Salimar mendengarkan dengan seksama. Menatap pria itu dengan teliti. Kulit pria itu memang putih, bahkan sangat putih dan bersih jika dibandingkan dengan kebanyakan orang di daerah Salimar. Juga, pria itu tidak bisa berenang. Sama seperti mendiang sang ibu. Namun Salimar tak langsung percaya.
"Kalau kau memang mengenal Ibuku, seharusnya kau tahu nama lengkap beliau. Katakan, agar aku bisa percaya pada cerita khayalanmu itu," tukas Salimar datar.
Menganguk pelan, pria itu menyebutkan nama ibunya dengan lengkap. Juga nama Salimar dan ayahnya. Hal itu semakin membuat Salimar bingung.
"Jadi, bisakah kau membawaku untuk bertemu dengan Ibumu, Salimar?" pinta pria itu dengan memelas.
Menelan ludahnya gugup, Salimar balas memandang pria itu.
"Kau terlambat. Seharusnya kau datang dua bulan yang lalu. Mungkin saja kau bisa bertemu dengan Ibu. Karena sekarang Ibu sudah meninggal," sahut Salimar tercekat.
Pria itu membelalak kaget. Dia tak menyangka akan mendapatkan kenyataan seperti itu.
"Apa?! Apakah itu benar? Bianca sudah mati?" Casvanian terdengar sedih, saat mengetahui kenyataan itu.
"Benar. Dia meninggal karena sakit parah. Jadi maaf, kau terlambat Tuan Canvas," ujar Salimar santai.
"Casvanian! Bukan Canvas. Ingat itu," tegur Casvanian kesal.
"Terserah." Salimar mengangkat bahunya tak acuh.
"Baiklah. Kalau begitu, bawa aku ke rumahmu. Aku harus bertemu dengan Ayahmu. Ada sesuatu yang harus aku katakan pada dia," kata pria itu tegas.
Salimar menatap pria itu sejenak. Sebelum mengangguk setuju. Dia membantu pria itu berdiri lalu memapah Casvanian menuju ke rumahnya.
"Namun aku tak akan tanggung jawab, jika Ayahku marah dan mengusir kamu dari rumah kami. Dia sangat pemarah," gumam Salimar kesal.
"Yakinlah, dia tak akan melakukan hal itu. Apalagi setelah dia mendengar apa yang akan aku katakan padanya," sahut pria itu percaya diri.
"Huh, kita lihat saja nanti," dengus Salimar sinis.

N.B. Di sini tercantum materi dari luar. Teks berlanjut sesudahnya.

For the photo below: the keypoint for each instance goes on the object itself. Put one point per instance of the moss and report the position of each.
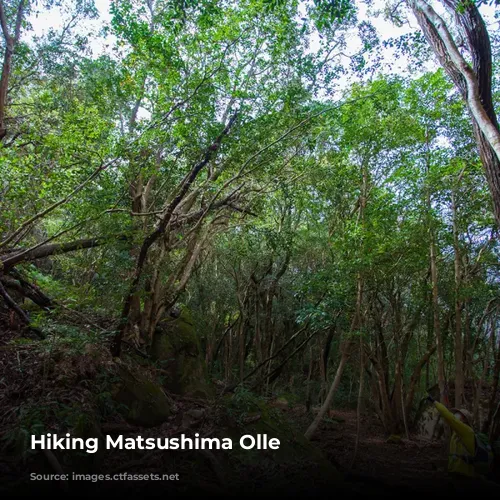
(77, 462)
(294, 448)
(145, 402)
(176, 347)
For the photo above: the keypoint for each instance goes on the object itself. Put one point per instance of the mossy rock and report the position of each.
(394, 439)
(79, 464)
(176, 347)
(294, 449)
(145, 404)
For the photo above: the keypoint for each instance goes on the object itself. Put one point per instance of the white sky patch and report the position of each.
(386, 29)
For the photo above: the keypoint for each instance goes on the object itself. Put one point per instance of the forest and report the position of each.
(265, 217)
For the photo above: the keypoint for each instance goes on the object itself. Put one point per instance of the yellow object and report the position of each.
(462, 443)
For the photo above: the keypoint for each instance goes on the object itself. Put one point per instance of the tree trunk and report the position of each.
(459, 353)
(326, 405)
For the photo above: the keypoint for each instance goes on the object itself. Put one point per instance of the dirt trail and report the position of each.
(408, 463)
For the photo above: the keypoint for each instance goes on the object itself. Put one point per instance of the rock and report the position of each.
(294, 451)
(192, 416)
(176, 346)
(394, 439)
(281, 403)
(145, 402)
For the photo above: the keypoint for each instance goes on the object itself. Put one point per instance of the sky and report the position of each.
(385, 28)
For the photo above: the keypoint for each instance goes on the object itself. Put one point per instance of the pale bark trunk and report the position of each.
(459, 362)
(326, 405)
(484, 122)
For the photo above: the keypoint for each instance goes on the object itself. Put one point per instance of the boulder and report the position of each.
(143, 401)
(176, 348)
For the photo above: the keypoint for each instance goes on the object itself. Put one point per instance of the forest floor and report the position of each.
(381, 465)
(412, 462)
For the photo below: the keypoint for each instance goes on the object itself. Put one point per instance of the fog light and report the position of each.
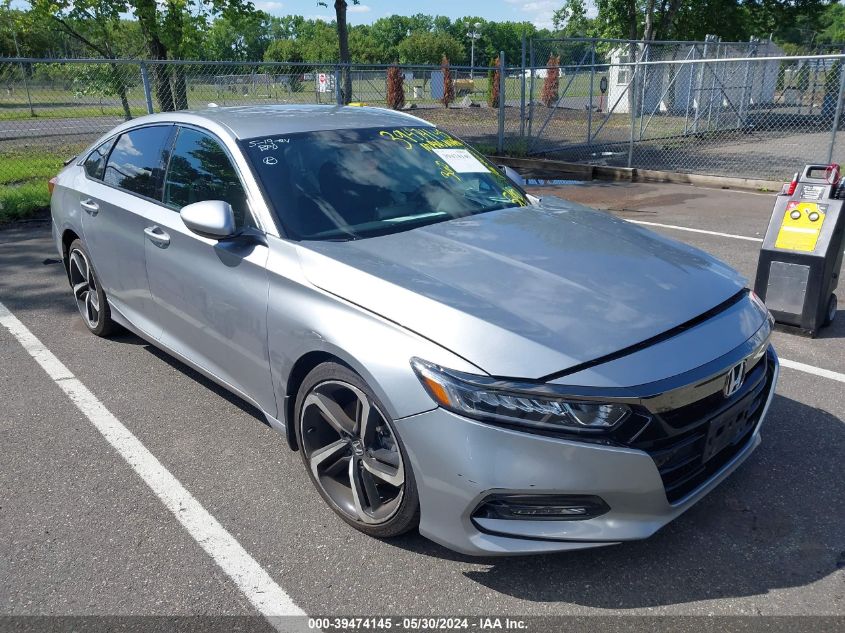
(541, 507)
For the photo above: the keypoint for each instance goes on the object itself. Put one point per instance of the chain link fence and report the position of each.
(709, 107)
(716, 108)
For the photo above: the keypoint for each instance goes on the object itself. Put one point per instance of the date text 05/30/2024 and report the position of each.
(481, 623)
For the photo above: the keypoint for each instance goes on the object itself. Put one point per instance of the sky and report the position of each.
(537, 11)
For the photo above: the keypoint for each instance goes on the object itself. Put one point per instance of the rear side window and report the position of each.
(137, 160)
(199, 170)
(95, 164)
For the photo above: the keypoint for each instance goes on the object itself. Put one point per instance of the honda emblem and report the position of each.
(734, 379)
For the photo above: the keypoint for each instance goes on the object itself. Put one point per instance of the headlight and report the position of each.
(486, 398)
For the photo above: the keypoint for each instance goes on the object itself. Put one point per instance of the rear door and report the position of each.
(210, 296)
(119, 193)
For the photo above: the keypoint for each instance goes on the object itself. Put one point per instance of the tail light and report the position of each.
(789, 188)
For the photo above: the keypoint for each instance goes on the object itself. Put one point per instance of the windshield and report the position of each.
(350, 184)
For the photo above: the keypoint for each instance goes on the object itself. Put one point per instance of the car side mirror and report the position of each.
(210, 218)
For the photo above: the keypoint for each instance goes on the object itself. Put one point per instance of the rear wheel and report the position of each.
(89, 295)
(353, 454)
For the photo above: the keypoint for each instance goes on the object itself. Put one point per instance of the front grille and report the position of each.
(687, 454)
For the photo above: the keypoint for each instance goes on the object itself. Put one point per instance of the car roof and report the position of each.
(260, 120)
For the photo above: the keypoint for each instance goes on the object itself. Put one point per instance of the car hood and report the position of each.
(526, 292)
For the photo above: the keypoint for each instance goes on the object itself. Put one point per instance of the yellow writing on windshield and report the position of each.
(426, 138)
(514, 196)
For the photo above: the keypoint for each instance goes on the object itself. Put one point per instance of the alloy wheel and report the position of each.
(352, 452)
(84, 285)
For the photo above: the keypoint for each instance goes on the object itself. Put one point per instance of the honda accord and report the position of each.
(508, 374)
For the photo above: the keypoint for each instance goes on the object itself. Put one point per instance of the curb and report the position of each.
(544, 168)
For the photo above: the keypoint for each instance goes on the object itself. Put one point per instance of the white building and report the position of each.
(728, 86)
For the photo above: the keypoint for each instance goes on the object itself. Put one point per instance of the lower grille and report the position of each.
(689, 445)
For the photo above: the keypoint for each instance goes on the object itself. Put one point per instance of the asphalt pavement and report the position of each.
(84, 535)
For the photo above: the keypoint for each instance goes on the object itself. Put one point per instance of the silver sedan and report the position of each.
(446, 352)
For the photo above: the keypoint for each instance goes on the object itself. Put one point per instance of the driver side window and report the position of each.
(201, 170)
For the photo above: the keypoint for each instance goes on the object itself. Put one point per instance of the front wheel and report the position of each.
(352, 453)
(89, 295)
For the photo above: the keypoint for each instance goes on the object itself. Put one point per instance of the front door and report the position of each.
(210, 296)
(117, 196)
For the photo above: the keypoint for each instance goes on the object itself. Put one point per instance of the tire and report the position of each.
(831, 310)
(338, 441)
(87, 291)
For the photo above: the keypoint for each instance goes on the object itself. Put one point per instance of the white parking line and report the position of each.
(256, 584)
(686, 228)
(811, 369)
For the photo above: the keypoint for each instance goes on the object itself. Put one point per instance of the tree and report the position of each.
(425, 47)
(287, 51)
(94, 24)
(448, 86)
(493, 79)
(551, 84)
(242, 37)
(340, 7)
(170, 29)
(571, 19)
(395, 88)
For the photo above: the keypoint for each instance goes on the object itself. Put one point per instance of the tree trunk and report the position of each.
(146, 13)
(180, 88)
(120, 88)
(343, 41)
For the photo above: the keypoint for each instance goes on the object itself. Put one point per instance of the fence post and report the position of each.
(522, 92)
(338, 92)
(592, 87)
(145, 81)
(837, 114)
(500, 146)
(531, 91)
(632, 88)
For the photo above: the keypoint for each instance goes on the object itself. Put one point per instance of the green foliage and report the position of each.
(427, 47)
(493, 79)
(97, 80)
(18, 202)
(235, 30)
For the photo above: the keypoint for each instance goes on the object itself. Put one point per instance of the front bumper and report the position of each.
(459, 462)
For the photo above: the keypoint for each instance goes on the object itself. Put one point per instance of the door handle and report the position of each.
(89, 206)
(157, 236)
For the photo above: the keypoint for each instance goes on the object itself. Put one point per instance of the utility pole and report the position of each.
(473, 35)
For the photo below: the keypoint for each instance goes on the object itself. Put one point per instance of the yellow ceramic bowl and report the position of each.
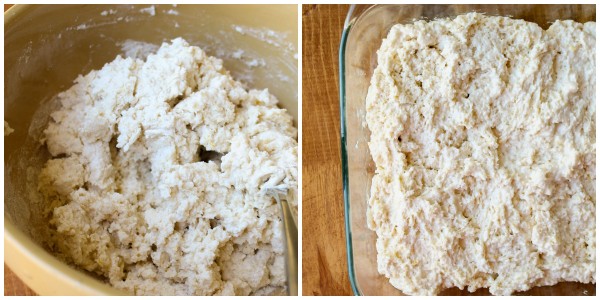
(47, 46)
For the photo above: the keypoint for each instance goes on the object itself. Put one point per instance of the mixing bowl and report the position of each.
(48, 46)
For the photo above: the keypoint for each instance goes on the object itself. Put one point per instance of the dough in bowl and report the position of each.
(483, 136)
(164, 174)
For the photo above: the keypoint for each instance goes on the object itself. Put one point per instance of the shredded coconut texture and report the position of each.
(164, 173)
(483, 136)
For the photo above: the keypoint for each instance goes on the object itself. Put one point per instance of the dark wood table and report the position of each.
(324, 267)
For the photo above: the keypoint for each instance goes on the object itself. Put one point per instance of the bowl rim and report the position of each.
(18, 246)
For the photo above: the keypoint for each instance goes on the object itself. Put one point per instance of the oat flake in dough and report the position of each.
(483, 134)
(131, 199)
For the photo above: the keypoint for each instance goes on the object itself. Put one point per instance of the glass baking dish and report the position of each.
(364, 29)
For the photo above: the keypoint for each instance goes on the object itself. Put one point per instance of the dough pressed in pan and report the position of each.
(164, 174)
(483, 136)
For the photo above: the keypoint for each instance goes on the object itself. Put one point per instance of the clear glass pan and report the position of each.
(364, 30)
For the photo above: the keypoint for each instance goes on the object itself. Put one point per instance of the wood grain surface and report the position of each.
(324, 268)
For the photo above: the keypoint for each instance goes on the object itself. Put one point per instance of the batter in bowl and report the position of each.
(163, 174)
(483, 135)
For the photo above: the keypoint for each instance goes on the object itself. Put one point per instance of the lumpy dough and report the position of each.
(164, 173)
(483, 136)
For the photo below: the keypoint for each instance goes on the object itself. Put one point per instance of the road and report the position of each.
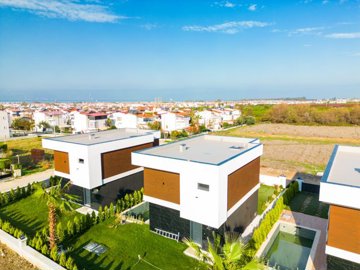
(22, 181)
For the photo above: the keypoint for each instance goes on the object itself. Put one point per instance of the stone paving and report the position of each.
(314, 223)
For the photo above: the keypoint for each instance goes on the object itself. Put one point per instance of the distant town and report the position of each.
(21, 118)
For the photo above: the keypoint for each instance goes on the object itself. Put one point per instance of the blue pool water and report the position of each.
(290, 251)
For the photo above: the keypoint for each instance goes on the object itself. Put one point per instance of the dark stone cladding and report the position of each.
(242, 216)
(168, 220)
(111, 192)
(335, 263)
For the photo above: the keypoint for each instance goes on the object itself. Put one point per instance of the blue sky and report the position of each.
(182, 50)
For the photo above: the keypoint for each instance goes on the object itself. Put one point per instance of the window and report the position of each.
(203, 187)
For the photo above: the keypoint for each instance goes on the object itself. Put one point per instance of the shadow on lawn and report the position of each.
(28, 225)
(91, 261)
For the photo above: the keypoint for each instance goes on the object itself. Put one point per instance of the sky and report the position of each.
(128, 50)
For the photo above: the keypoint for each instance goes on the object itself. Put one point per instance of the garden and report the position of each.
(47, 217)
(308, 203)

Keduanya kini berjalan kembali ke rumah Salimar. Sementara hati Salimar masih penasaran dengan pria itu. Seumur hidupnya, baru kali ini Salimar melihat seseorang yang memiliki kesamaan dengan ibunya. Salimar tahu, ibunya bukan orang dari daerah sini. Pun begitu pria ini. Itu sebabnya, meskipun Salimar masih curiga, tapi dia tetap membawa pria itu ke rumahnya untuk bertemu dengan sang Ayah.
"Lagi pula, Canvas bisa apa sekarang? Tubuhnya saja masih lemah dan butuh bantuan untuk berjalan kaki," lirih Salimar di dalam hati.